India's Emerging Green Hydrogen Transition: Ambitions, Barriers and Policy Directions

This discussion paper examines the domestic and global drivers of India's green hydrogen push and develops a contextualised understanding of India's green hydrogen initiatives and the challenges to realizing them. In India, green hydrogen has been positioned as a tool for decarbonization, energy security, industrial growth, and global leadership. The National Green Hydrogen Mission, launched in 2023, targets 5 million metric tons of annual production by 2030, deep integration into hard-to-abate sectors like fertilizers and steel, and exports capturing 10% of the global market. Domestically, green hydrogen aligns with India's renewable energy expansion, surplus energy utilization, and food security needs via green ammonia production. Globally, rising demand, recurring geopolitical shocks — including the Russia-Ukraine war and the more recent Iran war — and the EU's Carbon Border Adjustment Mechanism (CBAM) create both opportunities and pressures. India also seeks to build a strategic techno-economic niche through domestic electrolyzer manufacturing, R&D, and public-private partnerships. However, significant structural challenges persist: high production costs, water and land constraints, weak infrastructure, and limited R&D capacity.
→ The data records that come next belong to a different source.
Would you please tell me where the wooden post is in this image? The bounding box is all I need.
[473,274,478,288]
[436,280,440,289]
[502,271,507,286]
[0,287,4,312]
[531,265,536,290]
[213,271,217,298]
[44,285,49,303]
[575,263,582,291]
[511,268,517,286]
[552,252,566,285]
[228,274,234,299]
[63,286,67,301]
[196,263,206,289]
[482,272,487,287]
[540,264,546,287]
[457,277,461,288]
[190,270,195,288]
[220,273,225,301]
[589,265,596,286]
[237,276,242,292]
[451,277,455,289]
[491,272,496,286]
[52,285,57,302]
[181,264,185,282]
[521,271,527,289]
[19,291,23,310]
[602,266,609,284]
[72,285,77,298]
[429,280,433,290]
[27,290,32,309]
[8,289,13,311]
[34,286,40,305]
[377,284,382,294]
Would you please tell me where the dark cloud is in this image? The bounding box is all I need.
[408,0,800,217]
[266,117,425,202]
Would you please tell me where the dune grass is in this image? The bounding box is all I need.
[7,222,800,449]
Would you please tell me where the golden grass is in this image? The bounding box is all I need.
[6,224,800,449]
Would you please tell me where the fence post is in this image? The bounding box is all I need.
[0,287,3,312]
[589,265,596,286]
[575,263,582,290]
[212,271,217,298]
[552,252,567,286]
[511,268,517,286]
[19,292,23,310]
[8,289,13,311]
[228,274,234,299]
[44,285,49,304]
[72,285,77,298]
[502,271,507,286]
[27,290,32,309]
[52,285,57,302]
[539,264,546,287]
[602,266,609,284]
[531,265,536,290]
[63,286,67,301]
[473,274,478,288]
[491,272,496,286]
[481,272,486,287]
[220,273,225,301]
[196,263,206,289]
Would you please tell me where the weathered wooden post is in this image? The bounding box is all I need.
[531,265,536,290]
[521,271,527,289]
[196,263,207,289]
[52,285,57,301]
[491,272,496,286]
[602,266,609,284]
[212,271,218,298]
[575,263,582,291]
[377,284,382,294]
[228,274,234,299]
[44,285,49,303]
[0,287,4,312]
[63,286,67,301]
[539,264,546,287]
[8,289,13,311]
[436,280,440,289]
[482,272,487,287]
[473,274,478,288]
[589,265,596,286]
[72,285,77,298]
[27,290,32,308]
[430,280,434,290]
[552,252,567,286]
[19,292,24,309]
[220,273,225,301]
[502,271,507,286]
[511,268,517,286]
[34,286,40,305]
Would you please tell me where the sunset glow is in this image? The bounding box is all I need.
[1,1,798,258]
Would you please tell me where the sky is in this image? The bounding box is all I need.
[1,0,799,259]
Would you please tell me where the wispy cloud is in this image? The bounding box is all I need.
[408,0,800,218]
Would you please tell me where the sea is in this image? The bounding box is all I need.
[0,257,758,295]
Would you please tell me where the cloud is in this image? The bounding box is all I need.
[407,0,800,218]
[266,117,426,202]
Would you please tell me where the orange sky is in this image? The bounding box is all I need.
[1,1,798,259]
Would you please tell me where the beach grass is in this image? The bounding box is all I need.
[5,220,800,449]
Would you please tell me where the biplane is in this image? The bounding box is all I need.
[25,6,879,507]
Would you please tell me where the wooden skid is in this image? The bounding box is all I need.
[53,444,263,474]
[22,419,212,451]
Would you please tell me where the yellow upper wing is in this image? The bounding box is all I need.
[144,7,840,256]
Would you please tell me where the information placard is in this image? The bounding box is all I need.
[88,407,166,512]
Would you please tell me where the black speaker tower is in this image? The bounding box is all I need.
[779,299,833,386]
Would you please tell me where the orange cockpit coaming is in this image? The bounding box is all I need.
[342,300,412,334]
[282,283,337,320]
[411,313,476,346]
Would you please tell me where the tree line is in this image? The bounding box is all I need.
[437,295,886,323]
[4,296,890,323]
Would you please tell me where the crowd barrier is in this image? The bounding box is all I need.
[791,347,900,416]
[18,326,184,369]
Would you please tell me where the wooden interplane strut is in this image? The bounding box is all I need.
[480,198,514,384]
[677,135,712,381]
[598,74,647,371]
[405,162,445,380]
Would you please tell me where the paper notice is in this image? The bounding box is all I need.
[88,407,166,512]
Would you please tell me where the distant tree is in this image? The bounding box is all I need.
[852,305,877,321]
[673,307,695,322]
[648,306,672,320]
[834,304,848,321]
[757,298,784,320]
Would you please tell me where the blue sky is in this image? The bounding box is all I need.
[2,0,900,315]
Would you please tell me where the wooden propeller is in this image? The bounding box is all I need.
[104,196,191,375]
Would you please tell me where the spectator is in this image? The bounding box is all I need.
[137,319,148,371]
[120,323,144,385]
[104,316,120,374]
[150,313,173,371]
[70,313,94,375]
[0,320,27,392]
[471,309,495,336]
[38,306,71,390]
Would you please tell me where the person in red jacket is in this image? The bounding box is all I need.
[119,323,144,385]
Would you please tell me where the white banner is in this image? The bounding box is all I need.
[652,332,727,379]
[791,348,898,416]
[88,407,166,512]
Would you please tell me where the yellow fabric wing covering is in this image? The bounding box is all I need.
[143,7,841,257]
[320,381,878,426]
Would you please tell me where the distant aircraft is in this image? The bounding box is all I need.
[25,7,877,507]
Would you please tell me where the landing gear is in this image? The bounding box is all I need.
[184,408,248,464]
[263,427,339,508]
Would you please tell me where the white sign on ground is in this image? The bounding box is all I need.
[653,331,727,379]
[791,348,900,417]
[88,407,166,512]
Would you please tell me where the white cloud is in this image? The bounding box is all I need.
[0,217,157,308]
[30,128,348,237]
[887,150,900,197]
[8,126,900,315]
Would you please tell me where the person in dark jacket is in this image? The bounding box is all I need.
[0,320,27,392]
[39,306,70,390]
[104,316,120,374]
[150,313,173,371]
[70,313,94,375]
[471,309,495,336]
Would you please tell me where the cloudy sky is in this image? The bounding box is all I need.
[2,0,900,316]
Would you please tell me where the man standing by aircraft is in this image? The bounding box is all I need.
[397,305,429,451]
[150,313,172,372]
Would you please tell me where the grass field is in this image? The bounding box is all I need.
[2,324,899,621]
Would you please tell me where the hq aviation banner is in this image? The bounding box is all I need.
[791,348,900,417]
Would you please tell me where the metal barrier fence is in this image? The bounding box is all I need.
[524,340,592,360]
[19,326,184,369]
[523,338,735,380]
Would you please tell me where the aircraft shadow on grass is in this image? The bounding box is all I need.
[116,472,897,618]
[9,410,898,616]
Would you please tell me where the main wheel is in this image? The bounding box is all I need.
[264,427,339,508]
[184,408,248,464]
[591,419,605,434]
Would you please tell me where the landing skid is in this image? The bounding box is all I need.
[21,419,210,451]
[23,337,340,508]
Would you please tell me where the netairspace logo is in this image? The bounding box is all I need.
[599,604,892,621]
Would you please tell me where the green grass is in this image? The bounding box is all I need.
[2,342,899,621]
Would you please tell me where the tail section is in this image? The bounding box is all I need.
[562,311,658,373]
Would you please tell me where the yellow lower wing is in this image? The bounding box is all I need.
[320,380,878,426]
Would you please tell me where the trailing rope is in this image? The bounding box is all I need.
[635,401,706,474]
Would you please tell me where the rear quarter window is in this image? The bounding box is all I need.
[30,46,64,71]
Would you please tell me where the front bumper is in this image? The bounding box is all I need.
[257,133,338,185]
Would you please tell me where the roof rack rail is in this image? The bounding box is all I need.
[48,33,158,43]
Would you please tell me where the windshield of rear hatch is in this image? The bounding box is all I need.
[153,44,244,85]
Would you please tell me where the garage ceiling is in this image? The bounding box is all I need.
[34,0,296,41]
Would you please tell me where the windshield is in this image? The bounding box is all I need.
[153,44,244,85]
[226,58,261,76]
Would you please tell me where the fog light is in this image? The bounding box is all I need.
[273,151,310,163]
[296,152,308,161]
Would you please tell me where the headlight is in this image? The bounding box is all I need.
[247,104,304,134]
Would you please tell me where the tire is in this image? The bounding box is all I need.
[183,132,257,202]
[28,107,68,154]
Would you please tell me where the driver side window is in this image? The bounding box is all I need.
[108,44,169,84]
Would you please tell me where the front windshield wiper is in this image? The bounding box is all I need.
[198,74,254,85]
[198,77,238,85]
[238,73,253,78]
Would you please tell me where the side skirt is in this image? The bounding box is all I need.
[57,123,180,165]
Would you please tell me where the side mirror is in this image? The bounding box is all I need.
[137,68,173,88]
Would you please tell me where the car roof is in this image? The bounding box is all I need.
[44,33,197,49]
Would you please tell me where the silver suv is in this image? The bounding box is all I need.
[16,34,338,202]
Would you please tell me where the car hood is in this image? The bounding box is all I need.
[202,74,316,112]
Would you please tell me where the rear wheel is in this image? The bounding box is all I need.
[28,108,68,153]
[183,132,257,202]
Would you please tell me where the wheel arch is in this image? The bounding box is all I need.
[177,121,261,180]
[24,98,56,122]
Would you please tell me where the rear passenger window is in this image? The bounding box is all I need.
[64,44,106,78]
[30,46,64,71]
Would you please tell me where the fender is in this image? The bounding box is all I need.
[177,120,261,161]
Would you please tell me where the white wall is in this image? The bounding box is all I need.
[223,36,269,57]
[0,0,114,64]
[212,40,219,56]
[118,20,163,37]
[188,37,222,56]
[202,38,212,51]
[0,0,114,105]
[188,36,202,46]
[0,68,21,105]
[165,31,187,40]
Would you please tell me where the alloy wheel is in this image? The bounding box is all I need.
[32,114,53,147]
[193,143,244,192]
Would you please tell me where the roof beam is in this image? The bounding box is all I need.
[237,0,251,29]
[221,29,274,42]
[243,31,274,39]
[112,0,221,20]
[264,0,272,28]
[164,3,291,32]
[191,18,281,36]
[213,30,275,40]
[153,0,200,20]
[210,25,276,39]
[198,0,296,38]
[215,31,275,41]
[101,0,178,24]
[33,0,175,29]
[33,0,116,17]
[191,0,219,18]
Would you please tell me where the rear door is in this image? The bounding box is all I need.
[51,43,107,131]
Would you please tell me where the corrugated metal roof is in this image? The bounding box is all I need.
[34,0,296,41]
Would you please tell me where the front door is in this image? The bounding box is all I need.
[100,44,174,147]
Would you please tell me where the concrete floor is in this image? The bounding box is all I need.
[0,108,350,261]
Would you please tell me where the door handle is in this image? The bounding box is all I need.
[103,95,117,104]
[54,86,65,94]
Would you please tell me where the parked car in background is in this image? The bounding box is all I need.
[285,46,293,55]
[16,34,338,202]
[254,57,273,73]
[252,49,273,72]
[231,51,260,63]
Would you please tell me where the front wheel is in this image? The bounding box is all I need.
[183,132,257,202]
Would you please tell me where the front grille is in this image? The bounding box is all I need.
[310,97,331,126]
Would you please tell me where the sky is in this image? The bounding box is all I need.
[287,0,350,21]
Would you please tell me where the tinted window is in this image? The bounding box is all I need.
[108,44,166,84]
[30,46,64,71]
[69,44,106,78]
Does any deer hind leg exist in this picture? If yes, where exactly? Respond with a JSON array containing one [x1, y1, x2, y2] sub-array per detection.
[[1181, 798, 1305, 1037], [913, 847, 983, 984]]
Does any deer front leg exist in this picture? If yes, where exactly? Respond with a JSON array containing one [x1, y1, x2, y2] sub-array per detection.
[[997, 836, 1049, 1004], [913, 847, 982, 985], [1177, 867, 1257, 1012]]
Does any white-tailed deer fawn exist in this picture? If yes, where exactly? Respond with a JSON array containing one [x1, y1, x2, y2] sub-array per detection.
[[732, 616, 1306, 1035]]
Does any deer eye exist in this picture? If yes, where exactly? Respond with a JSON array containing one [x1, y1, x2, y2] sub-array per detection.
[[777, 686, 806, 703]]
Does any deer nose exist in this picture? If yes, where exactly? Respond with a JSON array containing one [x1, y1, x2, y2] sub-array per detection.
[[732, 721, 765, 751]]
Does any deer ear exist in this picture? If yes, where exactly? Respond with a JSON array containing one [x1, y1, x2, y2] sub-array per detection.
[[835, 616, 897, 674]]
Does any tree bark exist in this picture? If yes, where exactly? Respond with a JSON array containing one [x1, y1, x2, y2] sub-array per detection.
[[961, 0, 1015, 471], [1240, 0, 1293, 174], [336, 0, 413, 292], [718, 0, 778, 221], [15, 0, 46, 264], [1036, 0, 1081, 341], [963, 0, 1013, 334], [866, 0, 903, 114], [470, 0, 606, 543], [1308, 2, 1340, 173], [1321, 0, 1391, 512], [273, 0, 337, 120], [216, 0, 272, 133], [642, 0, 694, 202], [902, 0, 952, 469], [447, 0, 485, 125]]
Of the roughly 6 million metric tons per annum of projects announced, only around 220,000 tonnes per annum have reached the final investment decision stage, underscoring the substantial gap between ambition and reality. The paper also cautions that North-South green hydrogen partnerships, while potentially beneficial, risk creating new forms of energy dependency if not carefully structured. To bridge the gap between ambition and execution, India should pursue stronger financial incentives, streamlined regulations, infrastructure investment, and demand-side mandates.

Publication Year

2026

Citation

Dutt, D. (2026). India's Emerging Green Hydrogen Transition: Ambitions, Barriers and Policy Directions. RIFS Discussion Paper, June 2026.